Naturalmente, si tratta di disinnescare un primo ordigno, non di conquistare campo libero. E non è solo un errore di prospettiva, probabilmente è una necessità di Palazzo Chigi ragionare in termini brevi e non strategici, per la debolezza dello stesso esecutivo e della singolare alleanza che gli ha dato vita. “La trattativa con l’Europa non è più difficile che in passato” ha rassicurato il ministro dell’Economia Giovanni Tria. Ma, se si leggono bene le sue parole, è una rassicurazione fino a un certo punto. E per il prossimo anno non è escluso l’ennesimo condono, per far cassa subito magari con la scusa della transizione tra un modello fiscale e l’altro. Ma in questo scenario dove si vive alla giornata, se Palazzo Chigi rivendicherà come un successo l’aver ottenuto un rinvio, sbaglierà. Perché l’immagine che si suggerisce è quella di chi ottiene un rinvio perché rinvia un programma irrealizzabile. Si tratta di problemi spostati ma non risolti.
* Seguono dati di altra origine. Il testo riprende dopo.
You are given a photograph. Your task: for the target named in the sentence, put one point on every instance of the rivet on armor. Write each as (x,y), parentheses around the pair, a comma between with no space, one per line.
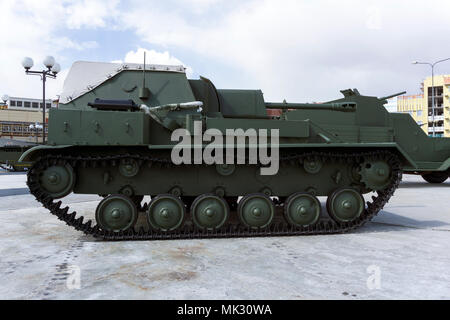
(176,191)
(312,191)
(220,192)
(266,191)
(127,191)
(225,169)
(312,166)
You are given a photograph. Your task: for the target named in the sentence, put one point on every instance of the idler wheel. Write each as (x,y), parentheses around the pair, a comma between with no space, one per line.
(166,212)
(210,212)
(116,213)
(256,210)
(375,174)
(302,209)
(345,205)
(57,181)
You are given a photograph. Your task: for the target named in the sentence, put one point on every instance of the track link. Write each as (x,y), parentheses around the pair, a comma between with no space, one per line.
(324,226)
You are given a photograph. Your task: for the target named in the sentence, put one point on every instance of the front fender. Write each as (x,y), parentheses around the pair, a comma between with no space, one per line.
(32,154)
(445,165)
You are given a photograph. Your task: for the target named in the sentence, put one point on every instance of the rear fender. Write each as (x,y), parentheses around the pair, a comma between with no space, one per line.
(32,154)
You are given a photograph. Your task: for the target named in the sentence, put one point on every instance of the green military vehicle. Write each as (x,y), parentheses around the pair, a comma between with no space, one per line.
(135,130)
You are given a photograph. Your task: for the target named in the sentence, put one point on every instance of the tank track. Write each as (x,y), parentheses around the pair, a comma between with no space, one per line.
(231,230)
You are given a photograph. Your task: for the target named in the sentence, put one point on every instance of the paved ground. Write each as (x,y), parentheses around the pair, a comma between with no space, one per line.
(404,253)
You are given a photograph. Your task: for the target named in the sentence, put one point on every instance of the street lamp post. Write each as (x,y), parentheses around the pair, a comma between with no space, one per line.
(432,88)
(52,69)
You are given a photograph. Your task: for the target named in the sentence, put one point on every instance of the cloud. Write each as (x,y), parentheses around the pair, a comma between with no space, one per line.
(33,28)
(306,49)
(154,57)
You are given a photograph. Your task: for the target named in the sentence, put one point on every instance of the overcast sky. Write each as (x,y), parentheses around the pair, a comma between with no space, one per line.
(295,50)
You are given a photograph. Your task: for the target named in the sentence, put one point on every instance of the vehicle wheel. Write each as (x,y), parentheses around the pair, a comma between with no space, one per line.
(345,205)
(210,212)
(166,212)
(57,181)
(116,213)
(256,210)
(302,209)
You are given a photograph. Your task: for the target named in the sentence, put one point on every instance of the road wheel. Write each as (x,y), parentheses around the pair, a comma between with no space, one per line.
(345,205)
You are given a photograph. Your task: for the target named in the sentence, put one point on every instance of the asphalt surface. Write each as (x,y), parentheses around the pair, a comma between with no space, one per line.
(402,254)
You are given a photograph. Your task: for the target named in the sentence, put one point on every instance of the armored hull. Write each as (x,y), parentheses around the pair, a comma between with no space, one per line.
(118,137)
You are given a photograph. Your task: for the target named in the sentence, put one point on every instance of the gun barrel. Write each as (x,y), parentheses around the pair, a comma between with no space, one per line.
(393,95)
(342,106)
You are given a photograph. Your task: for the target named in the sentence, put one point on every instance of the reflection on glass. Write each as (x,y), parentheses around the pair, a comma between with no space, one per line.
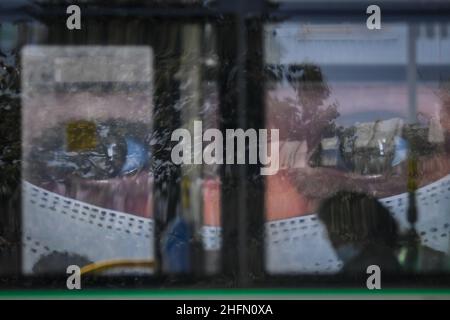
(352,119)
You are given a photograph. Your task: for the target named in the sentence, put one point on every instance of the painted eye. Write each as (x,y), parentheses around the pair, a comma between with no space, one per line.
(136,158)
(89,150)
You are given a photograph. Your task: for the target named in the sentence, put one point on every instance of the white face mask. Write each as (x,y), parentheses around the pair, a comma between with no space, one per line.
(347,251)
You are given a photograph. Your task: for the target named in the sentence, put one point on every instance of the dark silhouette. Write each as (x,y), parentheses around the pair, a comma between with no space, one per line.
(362,232)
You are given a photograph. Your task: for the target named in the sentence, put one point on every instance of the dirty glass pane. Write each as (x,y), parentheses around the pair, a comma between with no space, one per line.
(89,118)
(364,164)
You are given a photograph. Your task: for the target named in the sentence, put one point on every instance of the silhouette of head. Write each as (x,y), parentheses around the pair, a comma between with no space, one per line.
(357,219)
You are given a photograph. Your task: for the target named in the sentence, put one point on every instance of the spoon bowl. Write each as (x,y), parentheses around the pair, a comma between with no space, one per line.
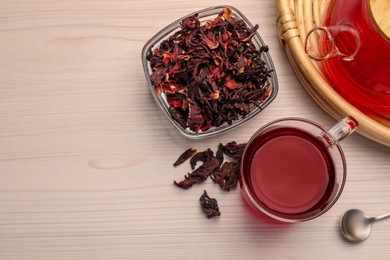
(355,225)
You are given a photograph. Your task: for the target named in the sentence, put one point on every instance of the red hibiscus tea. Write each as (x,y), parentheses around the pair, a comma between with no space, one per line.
(293,169)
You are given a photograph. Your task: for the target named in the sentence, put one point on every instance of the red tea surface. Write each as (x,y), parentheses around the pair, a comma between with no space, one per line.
(364,82)
(290,171)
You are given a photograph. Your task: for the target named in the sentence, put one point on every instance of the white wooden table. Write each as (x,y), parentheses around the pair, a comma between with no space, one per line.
(86,156)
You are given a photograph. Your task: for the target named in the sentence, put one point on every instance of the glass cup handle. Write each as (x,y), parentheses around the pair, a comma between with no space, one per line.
(340,131)
(340,41)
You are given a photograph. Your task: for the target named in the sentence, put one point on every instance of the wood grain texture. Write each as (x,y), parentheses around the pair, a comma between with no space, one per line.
(86,156)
Non si comunica l’immagine di chi sta programmando un futuro di cambiamento. Roma è debole a Bruxelles, ha sprecato le occasioni contingenti che le avrebbero ritagliato un ruolo, e ora vive con ansia anche un’altra eventualità, e cioè la nomina del falco tedesco Jens Weidmann alla guida della Bce al posto di Mario Draghi. Questo sarà un problema più serio del braccio di ferro con la Commissione europea, dove di fatto Bruxelles non vuole mettere a terra il suo avversario. Se Weidmann dovesse decidere di non seguire più la politica di acquisto titoli di Draghi, ma si confermasse “falco” (fatto che però non è scontato) l’Italia rischierebbe di perdere ancora terreno verso le economie più sane in Europa. Con la necessità di nuove misure drammatiche, magari imposte da un governo tecnico o di salute pubblica. L’olio di ricino dopo le illusioni.